The cold has kept the grass growth slow. The flock grazes off each 125′ x 40′ paddock of tender new shoots in eight hours. I move them at 8 AM and 4 PM. When the grass becomes more lush, it may take them two days to graze off a paddock.
I’m excited to have the flock moving so quickly this year. Perhaps I will be able to stay on top of the grass. I never found out how many paddocks deep Betty’s pasture is because the lower field turned into a jungle before I could get the sheep there. Though I mowed lanes for my fences, the sheep barely made a dent; after years of neglect goldenrod had gone riot. As an investment in the future, late in the summer I traded a freezer lamb to Tony and he brush-hogged the lower half of the field before the goldenrod went to seed. My hope is that a second season of grazing will bring the field back.
Already it looks better.
I know many of the men who farmed this field over the last fifty years: Ham, Walter, Harry, Leonard (he moved the rocks), John. Three are dead and two have moved away. I think of them all often and I like to imagine they are pleased.
* * *
Two of my lambs, 10 and 11, both little rams, are scouring. I’ve never had this before. Diarrhea can kill any infant so I have been watching them anxiously.

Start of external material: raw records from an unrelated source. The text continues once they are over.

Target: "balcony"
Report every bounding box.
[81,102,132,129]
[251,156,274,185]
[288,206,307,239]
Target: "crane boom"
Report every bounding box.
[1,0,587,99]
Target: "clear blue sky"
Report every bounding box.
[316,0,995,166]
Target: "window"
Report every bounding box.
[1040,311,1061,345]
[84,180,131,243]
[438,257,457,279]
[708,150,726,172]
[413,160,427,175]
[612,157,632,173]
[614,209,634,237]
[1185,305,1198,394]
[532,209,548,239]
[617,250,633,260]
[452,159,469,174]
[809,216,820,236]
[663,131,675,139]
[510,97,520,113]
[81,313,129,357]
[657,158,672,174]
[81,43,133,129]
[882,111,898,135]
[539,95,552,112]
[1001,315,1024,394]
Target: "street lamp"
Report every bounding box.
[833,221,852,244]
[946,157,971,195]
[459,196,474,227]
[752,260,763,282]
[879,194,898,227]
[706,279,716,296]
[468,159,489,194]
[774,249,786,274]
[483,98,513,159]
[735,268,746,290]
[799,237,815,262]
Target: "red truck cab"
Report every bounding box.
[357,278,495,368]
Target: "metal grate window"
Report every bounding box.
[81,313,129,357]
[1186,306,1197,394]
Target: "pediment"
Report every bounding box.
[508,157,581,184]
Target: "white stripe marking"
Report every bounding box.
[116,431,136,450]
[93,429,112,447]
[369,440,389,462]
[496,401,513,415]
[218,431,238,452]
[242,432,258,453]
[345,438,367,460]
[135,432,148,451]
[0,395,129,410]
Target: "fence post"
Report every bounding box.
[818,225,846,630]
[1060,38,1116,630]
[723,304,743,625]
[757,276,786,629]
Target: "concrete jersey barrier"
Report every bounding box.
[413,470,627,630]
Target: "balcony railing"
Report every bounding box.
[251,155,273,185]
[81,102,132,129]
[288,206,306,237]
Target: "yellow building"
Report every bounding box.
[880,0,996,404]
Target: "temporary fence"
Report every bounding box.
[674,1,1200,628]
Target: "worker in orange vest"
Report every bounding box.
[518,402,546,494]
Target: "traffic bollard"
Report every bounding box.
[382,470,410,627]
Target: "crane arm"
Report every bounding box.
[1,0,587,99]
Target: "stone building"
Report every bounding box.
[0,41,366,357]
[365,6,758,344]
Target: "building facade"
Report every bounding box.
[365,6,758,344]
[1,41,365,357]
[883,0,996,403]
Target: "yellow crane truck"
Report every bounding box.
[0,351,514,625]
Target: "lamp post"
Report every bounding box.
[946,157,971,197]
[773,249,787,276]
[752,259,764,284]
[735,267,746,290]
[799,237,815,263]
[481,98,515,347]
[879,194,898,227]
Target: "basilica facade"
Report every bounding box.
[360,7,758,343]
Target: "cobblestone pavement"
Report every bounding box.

It’s not clear to me what has caused this but I suspect it may have been the worming. The markings on the drench syringe are vague in the smaller amounts and it’s possible they got too much. (Next time I shall use a needle-less syringe for my lambs.)
Last evening 10 was perkier but 11 was stretched on his side in the grass, panting. Not good. I stepped over the fence and picked him up. That he let me do this also was not good. Healthy lambs are usually impossible to catch. I laid 11 down again gently and drove home to mix up some electrolytes. I keep on hand packets of a product called Bounce Back.
Jon had stopped by on his way home from work and providentially had a soda bottle in his car. I washed out the bottle, filled it with warm electrolyte solution, capped it with a nipple, and drove back down to the pasture.
Again 11 was easy to catch. The rest of the sheep scattered in panic, but as I pulled 11 into my lap I was aware they were venturing close again, peering to see what I was doing.
One advantage of having bottle-fed most of my lambs at least a few swigs of their mother’s colostrum at birth is that they are not too outraged by a rubber nipple. 11 was not interested in the sweet and salty electrolytes but he didn’t fight me, either. He lay in a tired heap in my lap, swallowing obediently.
After eight ounces he had regained some strength. He struggled to get to his feet and I let him go. When I left for the evening he was resting again, but sitting up on his brisket and even nibbling at grass.
I will carry the bottle in the pocket of my coveralls this morning but my hope is that 11 has bounced back.